El experto interpreta además los conflictos internacionales como instrumentos dentro de una estrategia mayor centrada en China. Afirma que “Irán ha sido utilizado como un pretexto” y que determinadas acciones, como ataques a infraestructuras, buscan enviar mensajes estratégicos. En este contexto, concluye que Estados Unidos ha salido fortalecido, ya que “el dólar ha salido reforzado y la economía norteamericana también. Y el S&P 500 también, porque se ve a Estados Unidos como un refugio seguro, como una economía en crecimiento”.

En la segunda cuestión, Cava critica duramente a los medios que “han hecho creer que la economía iba a colapsar”. Enumera errores reiterados en sus previsiones y afirma que todo es inventado con un objetivo: “meter el miedo en la gente”. Según el analista, este miedo ha llevado a los inversores particulares a vender, mientras el mercado posteriormente rebota con fuerza.

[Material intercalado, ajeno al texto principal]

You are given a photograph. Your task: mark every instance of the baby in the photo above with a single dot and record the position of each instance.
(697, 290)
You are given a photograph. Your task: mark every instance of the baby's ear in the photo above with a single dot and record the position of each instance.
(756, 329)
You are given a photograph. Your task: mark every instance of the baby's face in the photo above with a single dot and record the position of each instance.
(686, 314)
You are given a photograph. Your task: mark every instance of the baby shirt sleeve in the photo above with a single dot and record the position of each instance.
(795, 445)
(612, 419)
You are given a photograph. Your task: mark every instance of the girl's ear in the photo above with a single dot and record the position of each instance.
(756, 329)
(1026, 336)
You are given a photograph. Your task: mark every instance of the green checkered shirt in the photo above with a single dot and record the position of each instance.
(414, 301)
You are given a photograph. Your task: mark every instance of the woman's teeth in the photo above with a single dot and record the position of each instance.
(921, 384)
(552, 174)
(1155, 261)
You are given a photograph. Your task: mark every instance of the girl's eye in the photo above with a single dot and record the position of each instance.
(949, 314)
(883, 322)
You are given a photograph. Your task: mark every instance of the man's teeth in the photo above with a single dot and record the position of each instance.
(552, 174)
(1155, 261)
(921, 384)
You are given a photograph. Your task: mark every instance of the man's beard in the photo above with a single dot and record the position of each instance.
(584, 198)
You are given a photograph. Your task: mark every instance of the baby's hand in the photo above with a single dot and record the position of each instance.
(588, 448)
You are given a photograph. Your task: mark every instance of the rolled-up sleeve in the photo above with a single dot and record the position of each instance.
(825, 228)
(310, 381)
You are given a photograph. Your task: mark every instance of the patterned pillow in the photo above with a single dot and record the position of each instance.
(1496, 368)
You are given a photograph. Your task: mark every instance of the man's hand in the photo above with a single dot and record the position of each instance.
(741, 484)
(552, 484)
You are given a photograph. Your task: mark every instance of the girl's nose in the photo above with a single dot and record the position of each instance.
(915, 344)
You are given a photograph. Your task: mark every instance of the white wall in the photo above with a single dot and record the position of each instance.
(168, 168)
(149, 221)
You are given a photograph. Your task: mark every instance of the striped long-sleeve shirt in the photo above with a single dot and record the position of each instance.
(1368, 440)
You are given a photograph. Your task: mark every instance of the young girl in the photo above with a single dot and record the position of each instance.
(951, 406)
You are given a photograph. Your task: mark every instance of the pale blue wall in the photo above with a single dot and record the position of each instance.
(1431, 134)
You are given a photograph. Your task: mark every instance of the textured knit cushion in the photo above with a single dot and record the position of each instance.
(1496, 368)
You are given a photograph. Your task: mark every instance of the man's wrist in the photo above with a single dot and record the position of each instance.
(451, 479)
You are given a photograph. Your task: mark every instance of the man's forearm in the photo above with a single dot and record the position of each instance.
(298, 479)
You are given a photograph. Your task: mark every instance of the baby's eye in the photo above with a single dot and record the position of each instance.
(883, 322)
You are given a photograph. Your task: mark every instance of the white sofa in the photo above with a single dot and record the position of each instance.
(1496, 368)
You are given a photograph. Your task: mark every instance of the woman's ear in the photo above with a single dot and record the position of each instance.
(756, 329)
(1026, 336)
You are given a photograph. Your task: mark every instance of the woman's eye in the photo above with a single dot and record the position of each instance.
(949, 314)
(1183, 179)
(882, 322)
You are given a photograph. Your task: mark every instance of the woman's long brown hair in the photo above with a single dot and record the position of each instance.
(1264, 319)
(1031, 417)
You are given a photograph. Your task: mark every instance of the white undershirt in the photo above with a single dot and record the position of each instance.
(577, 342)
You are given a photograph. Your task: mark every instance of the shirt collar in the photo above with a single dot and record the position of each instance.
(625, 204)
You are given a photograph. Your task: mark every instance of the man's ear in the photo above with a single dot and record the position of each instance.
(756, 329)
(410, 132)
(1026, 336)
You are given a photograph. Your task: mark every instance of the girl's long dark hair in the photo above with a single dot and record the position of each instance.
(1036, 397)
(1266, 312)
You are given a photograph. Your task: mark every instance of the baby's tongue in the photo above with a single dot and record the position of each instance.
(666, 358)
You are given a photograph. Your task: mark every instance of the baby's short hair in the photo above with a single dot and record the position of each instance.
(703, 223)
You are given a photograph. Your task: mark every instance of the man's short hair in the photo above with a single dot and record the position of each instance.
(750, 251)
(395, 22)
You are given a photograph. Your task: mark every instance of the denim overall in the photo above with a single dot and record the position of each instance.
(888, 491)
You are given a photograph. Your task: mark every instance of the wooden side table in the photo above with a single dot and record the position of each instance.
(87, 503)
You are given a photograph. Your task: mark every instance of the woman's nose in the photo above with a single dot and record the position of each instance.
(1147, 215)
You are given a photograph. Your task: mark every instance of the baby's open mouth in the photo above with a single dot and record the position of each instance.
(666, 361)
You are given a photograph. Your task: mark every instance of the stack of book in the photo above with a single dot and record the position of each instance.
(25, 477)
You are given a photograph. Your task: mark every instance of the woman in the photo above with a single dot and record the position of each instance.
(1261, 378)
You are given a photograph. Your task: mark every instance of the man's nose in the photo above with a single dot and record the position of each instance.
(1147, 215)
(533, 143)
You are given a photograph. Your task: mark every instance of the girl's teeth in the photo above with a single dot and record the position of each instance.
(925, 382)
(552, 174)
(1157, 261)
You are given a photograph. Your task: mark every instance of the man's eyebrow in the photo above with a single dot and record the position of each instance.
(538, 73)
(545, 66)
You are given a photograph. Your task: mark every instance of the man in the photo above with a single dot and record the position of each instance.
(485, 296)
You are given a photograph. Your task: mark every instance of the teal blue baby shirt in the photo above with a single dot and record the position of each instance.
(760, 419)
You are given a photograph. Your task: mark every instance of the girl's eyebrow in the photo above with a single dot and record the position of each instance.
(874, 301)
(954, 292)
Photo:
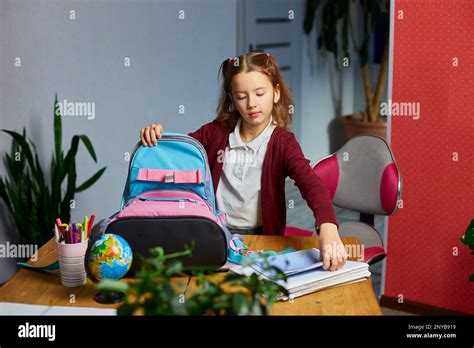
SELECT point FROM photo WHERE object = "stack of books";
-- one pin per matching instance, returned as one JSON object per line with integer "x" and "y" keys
{"x": 304, "y": 272}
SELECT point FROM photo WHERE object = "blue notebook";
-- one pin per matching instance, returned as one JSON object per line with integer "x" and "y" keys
{"x": 291, "y": 263}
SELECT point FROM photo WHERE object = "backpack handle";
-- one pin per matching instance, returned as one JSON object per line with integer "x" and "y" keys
{"x": 170, "y": 176}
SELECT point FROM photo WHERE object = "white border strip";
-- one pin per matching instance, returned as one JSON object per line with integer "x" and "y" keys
{"x": 389, "y": 125}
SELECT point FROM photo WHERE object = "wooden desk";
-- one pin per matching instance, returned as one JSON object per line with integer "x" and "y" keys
{"x": 45, "y": 288}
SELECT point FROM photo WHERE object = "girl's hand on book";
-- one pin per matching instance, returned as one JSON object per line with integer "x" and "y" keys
{"x": 332, "y": 249}
{"x": 150, "y": 134}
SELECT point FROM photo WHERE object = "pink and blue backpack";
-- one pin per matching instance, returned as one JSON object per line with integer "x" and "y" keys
{"x": 169, "y": 201}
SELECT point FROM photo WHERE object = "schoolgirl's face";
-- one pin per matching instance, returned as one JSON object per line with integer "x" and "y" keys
{"x": 254, "y": 96}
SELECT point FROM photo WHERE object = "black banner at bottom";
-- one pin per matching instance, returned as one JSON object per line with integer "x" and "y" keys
{"x": 45, "y": 330}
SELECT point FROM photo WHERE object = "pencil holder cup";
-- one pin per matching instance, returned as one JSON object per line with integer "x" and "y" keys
{"x": 71, "y": 263}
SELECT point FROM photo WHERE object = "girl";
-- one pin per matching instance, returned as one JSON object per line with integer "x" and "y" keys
{"x": 251, "y": 152}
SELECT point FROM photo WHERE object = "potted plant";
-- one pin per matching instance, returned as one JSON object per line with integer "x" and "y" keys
{"x": 336, "y": 32}
{"x": 33, "y": 203}
{"x": 153, "y": 291}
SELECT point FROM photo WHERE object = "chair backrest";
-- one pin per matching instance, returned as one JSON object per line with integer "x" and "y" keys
{"x": 363, "y": 176}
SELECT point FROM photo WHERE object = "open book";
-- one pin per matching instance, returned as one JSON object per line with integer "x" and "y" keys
{"x": 304, "y": 272}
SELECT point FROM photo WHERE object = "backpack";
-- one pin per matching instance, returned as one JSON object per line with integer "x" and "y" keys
{"x": 169, "y": 201}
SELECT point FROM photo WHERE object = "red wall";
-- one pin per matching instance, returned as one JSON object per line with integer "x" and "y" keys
{"x": 438, "y": 192}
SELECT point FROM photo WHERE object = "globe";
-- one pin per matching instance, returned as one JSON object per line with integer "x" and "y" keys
{"x": 110, "y": 257}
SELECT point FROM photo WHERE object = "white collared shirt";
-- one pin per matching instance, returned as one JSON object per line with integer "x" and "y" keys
{"x": 238, "y": 192}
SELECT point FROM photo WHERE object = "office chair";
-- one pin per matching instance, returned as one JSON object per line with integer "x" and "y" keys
{"x": 362, "y": 176}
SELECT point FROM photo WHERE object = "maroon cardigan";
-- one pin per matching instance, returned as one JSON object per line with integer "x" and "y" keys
{"x": 283, "y": 158}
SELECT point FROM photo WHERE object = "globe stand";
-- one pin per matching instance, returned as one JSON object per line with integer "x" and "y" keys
{"x": 109, "y": 297}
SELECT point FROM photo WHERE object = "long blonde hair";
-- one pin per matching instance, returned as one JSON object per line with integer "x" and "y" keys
{"x": 263, "y": 63}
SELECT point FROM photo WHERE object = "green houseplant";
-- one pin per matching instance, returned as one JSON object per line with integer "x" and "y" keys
{"x": 336, "y": 32}
{"x": 33, "y": 203}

El experto respalda esta visión con el análisis del petróleo, indicando que “no ha superado la resistencia” y que los futuros muestran “pendiente negativa”, lo que implica que “los mercados consideran que la subida es temporal”. Asimismo, introduce el “análisis posicional”, destacando que la elevada cobertura mediante opciones hacía “difícil que siguiera cayendo” el mercado.

Finalmente, Cava advierte que no se ha alcanzado un suelo definitivo. Aunque puede haber subidas, anticipa que el dinero se desplazará hacia el sector real y que, cuando los inversores regresen confiados, “les van a meter otro rejón”.